Manufacturing output is expected to grow at a slower-than-expected pace of 3.09 percent year-on-year this year, rather than 3.42 percent, because of slowing economic growth in Taiwan’s major trading partner, China, the Industrial Economics and Knowledge Research Center (IEK) said yesterday.
It is the first time the IEK has cut its growth forecast for manufacturing output for this year since its last forecast in October last year.
For the full year, the output value of Taiwan’s manufacturing sector is forecast to expand to NT$17.72 trillion (US$588.55 billion) from NT$17.19 trillion last year, the IEK said.
The growth is supported mainly by a steady economic recovery in the US and Europe, the government-funded research institute said.
The government’s policies to boost exports and investment would also help, the research house said.
“While the global economy is recovering steadily, Taiwanese manufacturers should remain cautious toward their business outlooks as China’s economic growth shows signs of deceleration,” IEK senior researcher Cheng Chih-chiang (陳志強) told a press conference.
China’s industrial production index and purchasing managers’ index are both projected to trend down this year due to the country’s structural transformation of its economy, Cheng said.
As China is close to signing a free-trade agreement with South Korea, Taiwanese manufacturers may lose competitiveness compared with their Chinese and South Korean rivals when attempting to win orders from overseas customers, Cheng said.
“Local manufacturers should adjust their product portfolios and make higher value-added products to stay competitive in the global market,” Cheng said.
The IEK forecasts the output value of the consumer electronics and components sector will grow by 4.79 percent this year after a 4.5 percent expansion last year, driven largely by strong demand for smartphones and tablet computers.

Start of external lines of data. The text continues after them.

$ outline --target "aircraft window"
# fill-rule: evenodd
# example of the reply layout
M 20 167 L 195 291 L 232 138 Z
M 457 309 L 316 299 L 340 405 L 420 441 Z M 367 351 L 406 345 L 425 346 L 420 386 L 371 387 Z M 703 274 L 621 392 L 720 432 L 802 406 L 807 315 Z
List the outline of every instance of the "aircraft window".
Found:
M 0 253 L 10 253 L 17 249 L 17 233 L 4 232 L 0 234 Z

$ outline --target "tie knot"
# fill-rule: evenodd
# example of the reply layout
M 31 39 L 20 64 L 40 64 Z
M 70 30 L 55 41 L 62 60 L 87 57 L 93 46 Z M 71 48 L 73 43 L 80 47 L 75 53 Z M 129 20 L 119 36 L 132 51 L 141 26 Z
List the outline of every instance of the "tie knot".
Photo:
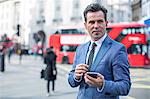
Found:
M 92 49 L 95 48 L 96 46 L 97 46 L 97 44 L 94 42 L 94 43 L 92 44 Z

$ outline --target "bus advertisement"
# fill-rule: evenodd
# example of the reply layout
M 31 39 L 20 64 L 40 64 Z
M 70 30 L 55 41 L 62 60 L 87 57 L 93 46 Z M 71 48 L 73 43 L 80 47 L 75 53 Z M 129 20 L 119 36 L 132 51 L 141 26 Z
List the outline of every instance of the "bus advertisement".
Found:
M 107 26 L 108 35 L 125 45 L 131 67 L 150 66 L 147 42 L 147 27 L 139 23 L 119 23 Z M 57 62 L 72 64 L 78 45 L 90 40 L 83 28 L 61 28 L 49 37 L 49 47 L 53 46 Z

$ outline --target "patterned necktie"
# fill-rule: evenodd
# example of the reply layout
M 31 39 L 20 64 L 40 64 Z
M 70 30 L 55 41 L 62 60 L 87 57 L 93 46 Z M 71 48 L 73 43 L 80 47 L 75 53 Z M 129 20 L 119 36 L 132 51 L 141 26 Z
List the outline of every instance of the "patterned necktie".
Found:
M 92 44 L 92 50 L 90 51 L 90 54 L 89 54 L 89 57 L 88 57 L 88 65 L 89 65 L 89 70 L 90 70 L 90 67 L 92 65 L 92 62 L 93 62 L 93 57 L 94 57 L 94 52 L 95 52 L 95 47 L 97 45 L 95 43 Z

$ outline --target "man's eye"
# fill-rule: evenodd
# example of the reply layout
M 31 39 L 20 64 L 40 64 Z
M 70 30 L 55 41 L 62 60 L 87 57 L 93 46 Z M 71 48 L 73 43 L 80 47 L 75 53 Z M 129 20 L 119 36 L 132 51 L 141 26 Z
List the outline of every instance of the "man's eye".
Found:
M 90 24 L 94 24 L 95 22 L 94 22 L 94 21 L 90 21 L 89 23 L 90 23 Z

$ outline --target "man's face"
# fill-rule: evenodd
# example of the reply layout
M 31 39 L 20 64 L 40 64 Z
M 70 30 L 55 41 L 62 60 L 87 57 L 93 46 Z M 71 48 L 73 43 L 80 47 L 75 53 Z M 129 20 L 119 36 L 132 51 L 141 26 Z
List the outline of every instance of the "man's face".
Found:
M 87 21 L 84 25 L 89 32 L 91 39 L 97 41 L 104 36 L 107 21 L 105 21 L 104 13 L 102 11 L 88 12 Z

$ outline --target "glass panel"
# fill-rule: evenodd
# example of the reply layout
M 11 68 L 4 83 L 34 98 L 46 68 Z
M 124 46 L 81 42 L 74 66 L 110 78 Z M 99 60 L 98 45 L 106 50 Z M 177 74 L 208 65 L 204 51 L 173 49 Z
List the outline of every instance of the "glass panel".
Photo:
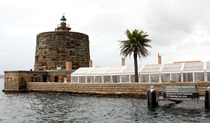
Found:
M 185 63 L 184 71 L 203 71 L 203 62 Z
M 129 75 L 122 75 L 121 77 L 122 82 L 129 82 Z
M 141 82 L 149 82 L 149 74 L 142 74 L 141 76 Z
M 78 77 L 77 76 L 72 77 L 71 82 L 78 82 Z
M 181 82 L 181 73 L 171 73 L 170 81 Z
M 79 83 L 85 83 L 85 76 L 79 77 Z
M 96 83 L 102 83 L 102 76 L 95 76 Z
M 87 83 L 94 83 L 94 77 L 93 76 L 88 76 L 87 77 Z
M 158 73 L 160 70 L 161 64 L 147 64 L 143 68 L 142 71 L 139 71 L 141 73 Z
M 151 82 L 159 82 L 159 75 L 158 74 L 151 74 L 150 75 Z
M 195 81 L 204 81 L 204 73 L 194 73 L 195 74 Z
M 161 74 L 162 82 L 170 82 L 170 74 Z
M 135 75 L 131 75 L 131 82 L 135 82 Z
M 193 82 L 193 74 L 192 73 L 183 73 L 183 81 L 184 82 Z
M 120 82 L 120 76 L 112 76 L 112 81 L 114 82 L 114 83 L 119 83 Z
M 182 63 L 175 63 L 175 64 L 164 64 L 161 72 L 179 72 L 181 70 Z
M 111 76 L 104 76 L 104 83 L 111 83 Z
M 207 73 L 207 81 L 210 81 L 210 72 Z

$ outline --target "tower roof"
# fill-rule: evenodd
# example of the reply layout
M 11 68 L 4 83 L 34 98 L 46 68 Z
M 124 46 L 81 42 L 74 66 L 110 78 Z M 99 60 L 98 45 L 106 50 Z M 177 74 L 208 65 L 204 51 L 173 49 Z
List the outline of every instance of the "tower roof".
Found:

The output value of the chemical products sector is forecast to grow 3.14 percent this year, while those of the consumer goods and machinery sectors are forecast to grow 1.86 percent and 1.62 percent respectively, IEK report said.
While Taiwanese companies with advanced technologies will remain competitive against their Chinese rivals, Cheng recommended local smartphone and tablet manufacturers to jump into the wearable device and server markets, as those products are still underdeveloped and have higher growth potential.
Cheng suggested that machinery and consumer goods manufacturers target emerging markets in Southeast Asia, such as Vietnam, while avoiding the Chinese market, where there is an oversupply problem.
Meanwhile, with Vietnam set to become a member of the Trans-Pacific Partnership, Taiwanese textile companies should look to set up plants in the country to take advantage of future tariff reductions, Cheng said.